腾讯高级副总裁汤道生宣布“今年大部分代码由AI生成”时,会议室里大概响起了心照不宣的掌声。但这掌声里,有多少是真诚的振奋,有多少是掩饰的不安?一个工程师不再写代码的时代,听起来是生产力革命,细想起来却像一场静悄悄的身份消解。

“我们把写代码的工作都交给AI了。” 这句话说得轻松,仿佛是在宣布办公室的打印机升级了。但编程从来不只是代码的堆砌,它是逻辑的舞蹈,是创造者的挣扎与灵光乍现。当这个过程被外包给一个概率模型,我们交出去的,究竟是低级的重复劳动,还是创造力的核心载体?“定期指导、修正AI写的东西”——这个新角色听起来像监工,但一个脱离了具体代码语境的架构师,其指导会不会沦为在沙上画图?架构设计若不扎根于实现细节的泥泞,很容易变成空中楼阁。

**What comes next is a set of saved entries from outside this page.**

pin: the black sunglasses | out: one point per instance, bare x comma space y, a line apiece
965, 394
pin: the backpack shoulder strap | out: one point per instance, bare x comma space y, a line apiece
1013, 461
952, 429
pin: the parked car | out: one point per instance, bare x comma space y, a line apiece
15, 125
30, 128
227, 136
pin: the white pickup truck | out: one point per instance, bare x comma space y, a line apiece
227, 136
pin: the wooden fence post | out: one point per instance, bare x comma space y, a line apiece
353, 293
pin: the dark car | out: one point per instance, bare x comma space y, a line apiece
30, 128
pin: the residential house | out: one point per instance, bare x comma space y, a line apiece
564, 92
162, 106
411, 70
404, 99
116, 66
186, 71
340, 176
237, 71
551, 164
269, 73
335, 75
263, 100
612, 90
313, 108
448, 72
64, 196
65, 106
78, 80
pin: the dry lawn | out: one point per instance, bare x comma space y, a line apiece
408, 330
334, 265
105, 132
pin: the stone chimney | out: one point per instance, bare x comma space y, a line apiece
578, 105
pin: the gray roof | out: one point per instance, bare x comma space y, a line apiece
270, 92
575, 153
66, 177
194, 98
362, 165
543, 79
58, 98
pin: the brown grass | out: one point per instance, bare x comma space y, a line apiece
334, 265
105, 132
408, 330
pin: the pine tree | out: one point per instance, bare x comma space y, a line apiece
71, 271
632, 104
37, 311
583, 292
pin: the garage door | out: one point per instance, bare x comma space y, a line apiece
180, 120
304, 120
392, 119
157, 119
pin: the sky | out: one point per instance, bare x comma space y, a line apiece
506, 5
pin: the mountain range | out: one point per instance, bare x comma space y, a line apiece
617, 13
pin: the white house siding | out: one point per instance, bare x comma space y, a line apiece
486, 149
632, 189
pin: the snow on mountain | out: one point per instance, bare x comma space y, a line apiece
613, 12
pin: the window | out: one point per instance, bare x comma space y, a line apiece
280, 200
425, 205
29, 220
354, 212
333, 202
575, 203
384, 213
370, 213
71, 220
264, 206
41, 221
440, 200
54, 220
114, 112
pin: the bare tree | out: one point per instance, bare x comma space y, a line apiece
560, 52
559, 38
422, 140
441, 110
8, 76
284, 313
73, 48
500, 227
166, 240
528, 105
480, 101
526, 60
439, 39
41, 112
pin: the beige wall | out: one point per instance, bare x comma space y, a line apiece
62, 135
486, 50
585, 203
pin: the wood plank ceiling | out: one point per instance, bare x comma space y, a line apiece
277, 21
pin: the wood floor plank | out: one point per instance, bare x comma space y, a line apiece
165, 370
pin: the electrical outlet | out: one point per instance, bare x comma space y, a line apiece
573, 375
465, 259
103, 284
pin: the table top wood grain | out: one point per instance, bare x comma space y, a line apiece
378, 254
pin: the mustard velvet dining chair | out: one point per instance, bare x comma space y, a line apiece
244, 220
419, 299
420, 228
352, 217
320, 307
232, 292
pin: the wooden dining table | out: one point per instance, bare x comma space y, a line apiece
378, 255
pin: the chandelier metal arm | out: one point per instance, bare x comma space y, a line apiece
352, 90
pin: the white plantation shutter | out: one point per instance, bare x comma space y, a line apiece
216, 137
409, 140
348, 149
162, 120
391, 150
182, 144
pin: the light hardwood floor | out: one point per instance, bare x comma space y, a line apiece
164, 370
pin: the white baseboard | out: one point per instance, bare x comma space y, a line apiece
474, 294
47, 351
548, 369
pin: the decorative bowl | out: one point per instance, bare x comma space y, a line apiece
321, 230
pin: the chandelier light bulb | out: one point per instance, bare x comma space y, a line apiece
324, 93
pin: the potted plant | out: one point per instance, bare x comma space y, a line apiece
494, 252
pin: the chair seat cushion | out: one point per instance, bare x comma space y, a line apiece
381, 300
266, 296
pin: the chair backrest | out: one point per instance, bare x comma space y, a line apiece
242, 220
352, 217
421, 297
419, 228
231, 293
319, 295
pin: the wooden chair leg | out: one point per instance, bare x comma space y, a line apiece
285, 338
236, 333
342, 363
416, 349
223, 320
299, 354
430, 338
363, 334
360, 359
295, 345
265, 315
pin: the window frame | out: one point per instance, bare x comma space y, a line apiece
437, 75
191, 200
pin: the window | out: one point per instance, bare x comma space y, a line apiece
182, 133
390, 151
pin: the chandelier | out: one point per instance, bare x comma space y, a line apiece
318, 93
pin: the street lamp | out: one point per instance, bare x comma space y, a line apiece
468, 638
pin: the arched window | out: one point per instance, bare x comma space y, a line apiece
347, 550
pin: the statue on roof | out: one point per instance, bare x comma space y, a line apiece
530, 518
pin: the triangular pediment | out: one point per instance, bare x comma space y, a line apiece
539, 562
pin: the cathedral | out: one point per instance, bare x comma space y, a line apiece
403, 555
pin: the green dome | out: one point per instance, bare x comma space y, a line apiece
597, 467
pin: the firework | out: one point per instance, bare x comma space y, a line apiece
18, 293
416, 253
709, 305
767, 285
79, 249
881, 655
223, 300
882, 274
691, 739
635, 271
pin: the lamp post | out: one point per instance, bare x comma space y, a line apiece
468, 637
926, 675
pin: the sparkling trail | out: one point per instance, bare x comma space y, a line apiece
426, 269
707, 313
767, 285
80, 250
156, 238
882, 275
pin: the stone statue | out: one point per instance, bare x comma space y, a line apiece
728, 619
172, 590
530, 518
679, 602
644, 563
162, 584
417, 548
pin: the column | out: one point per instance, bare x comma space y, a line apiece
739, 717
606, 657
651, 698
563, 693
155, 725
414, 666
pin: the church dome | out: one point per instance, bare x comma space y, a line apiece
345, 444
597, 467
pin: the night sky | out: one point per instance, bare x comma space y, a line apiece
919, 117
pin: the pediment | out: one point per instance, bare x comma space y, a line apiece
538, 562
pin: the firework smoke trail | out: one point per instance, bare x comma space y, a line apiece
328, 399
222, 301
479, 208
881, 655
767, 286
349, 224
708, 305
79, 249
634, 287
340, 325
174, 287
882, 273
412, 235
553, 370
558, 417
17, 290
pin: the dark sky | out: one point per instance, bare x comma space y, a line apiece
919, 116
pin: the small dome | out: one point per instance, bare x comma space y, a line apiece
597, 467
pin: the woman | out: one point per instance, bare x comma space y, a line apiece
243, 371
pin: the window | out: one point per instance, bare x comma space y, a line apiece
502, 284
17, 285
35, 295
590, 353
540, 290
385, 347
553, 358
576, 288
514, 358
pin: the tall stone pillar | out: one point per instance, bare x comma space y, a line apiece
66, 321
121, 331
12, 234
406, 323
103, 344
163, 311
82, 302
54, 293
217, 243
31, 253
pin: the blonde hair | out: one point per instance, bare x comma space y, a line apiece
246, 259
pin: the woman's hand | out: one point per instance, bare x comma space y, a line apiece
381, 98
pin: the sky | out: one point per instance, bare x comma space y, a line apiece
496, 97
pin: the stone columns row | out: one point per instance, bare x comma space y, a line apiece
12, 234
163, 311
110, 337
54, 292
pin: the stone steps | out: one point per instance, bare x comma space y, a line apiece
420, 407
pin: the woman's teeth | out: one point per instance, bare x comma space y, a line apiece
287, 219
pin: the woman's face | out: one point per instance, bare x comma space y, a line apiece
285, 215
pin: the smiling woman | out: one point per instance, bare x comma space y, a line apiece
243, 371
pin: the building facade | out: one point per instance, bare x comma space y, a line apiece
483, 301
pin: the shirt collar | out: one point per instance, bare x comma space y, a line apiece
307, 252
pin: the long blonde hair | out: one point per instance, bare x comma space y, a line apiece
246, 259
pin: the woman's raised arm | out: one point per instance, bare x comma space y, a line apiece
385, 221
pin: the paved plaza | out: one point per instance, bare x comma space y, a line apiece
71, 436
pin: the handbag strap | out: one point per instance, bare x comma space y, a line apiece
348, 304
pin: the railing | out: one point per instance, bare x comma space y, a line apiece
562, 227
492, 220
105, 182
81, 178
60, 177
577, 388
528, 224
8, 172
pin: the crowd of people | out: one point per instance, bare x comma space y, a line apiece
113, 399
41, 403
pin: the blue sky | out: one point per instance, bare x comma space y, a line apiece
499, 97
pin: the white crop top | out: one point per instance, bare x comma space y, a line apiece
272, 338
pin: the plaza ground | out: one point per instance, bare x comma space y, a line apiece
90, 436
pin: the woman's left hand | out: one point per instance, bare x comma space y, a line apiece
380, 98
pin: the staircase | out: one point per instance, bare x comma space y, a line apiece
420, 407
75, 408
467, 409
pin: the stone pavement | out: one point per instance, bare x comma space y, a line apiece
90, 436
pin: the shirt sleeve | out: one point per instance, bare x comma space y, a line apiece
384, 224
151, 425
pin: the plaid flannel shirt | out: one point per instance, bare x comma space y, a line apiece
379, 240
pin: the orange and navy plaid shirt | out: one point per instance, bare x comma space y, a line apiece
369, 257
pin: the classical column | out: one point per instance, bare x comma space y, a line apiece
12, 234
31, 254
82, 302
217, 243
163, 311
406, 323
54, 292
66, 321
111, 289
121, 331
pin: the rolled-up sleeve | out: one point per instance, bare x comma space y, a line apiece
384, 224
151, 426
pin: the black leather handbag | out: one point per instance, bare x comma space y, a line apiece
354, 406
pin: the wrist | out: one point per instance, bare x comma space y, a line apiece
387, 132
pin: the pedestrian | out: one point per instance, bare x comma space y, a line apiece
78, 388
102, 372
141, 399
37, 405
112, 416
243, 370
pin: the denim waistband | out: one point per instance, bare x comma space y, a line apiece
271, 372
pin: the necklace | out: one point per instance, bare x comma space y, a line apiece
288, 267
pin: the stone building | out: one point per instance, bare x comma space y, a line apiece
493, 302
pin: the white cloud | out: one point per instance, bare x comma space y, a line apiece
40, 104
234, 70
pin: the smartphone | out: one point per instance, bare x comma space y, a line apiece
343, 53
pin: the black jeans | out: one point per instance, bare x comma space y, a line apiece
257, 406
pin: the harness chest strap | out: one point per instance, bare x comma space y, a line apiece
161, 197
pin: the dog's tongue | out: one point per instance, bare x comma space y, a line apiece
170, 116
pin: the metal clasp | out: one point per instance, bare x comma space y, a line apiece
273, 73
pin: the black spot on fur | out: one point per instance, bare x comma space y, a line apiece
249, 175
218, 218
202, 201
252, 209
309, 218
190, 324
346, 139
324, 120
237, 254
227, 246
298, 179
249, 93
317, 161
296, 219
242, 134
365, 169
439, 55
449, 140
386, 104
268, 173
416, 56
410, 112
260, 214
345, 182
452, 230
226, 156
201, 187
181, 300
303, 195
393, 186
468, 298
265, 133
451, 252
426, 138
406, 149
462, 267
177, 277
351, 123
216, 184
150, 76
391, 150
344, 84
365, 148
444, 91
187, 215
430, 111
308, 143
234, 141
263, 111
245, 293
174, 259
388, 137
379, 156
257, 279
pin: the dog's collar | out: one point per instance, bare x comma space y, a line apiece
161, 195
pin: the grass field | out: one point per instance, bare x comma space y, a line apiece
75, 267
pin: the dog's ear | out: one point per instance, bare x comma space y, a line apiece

腾讯作为巨头,其工程文化必然有深厚积淀,但“大部分代码”这个量级,冲击的是整个行业的自我认知。如果最头部的公司都如此激进地押注AI编程,那些挣扎在生存线上的中小团队,还有底气养一支“纯粹”的人类开发团队吗?技术浪潮从不等待。这或许会加速编程从一门“手艺”向“管理职能”的转变,但中间地带的阵痛,恐怕要由无数中层程序员来承受。他们的价值不再体现于敲击键盘的密度,而是面对一个不透明的“黑箱”产出,进行批判性审视和修正的能力。这要求的是更高的智慧,而非更快的手速。

与此同时,千寻智能成立机器人公司、智维创芯搞芯片设计自动化……所有的线索都指向同一股洪流:AI正从“辅助工具”升格为“生产主体”。Anthropic那句看似矛盾的“呼吁全员停止AI研究”,反而更像一声刺耳的警报——当连研究者都对自家产品的狂奔速度感到恐惧时,我们这些下游的应用者,是不是跑得太盲目了?收费被视作DeepSeek的“成人礼”,这话精辟得残忍,点明了当下AI竞赛的本质:在免费与开源的狂欢后,最终要用商业生存来检验所有技术的成色。

所以,汤道生展示的或许不是一个解决方案,而是一个更尖锐的问题。当代码能批量生成,当机器人开始制造,我们该如何定义和衡量一个工程师、一个研发者的核心价值?是那从无到有的“创造”瞬间,还是“指导”和“纠错”的监管能力?AI没有让我们变得更懒,它只是逼我们去面对那个一直被埋藏的问题:我们之中,有多少人只是在用勤奋掩盖思想的贫乏?

那个由AI生成代码的未来已经提前敲门。有人欢呼着将键盘推开,准备运筹帷幄;有人则盯着屏幕上流畅却陌生的字符,第一次真切地感到,自己熟悉的战场,正在快速地沙化、重构。这不是预言,这是正在发生的事实。

Disclaimer: The above content is generated by AI and is for reference only. 免责声明:以上内容由 AI 生成,仅供参考。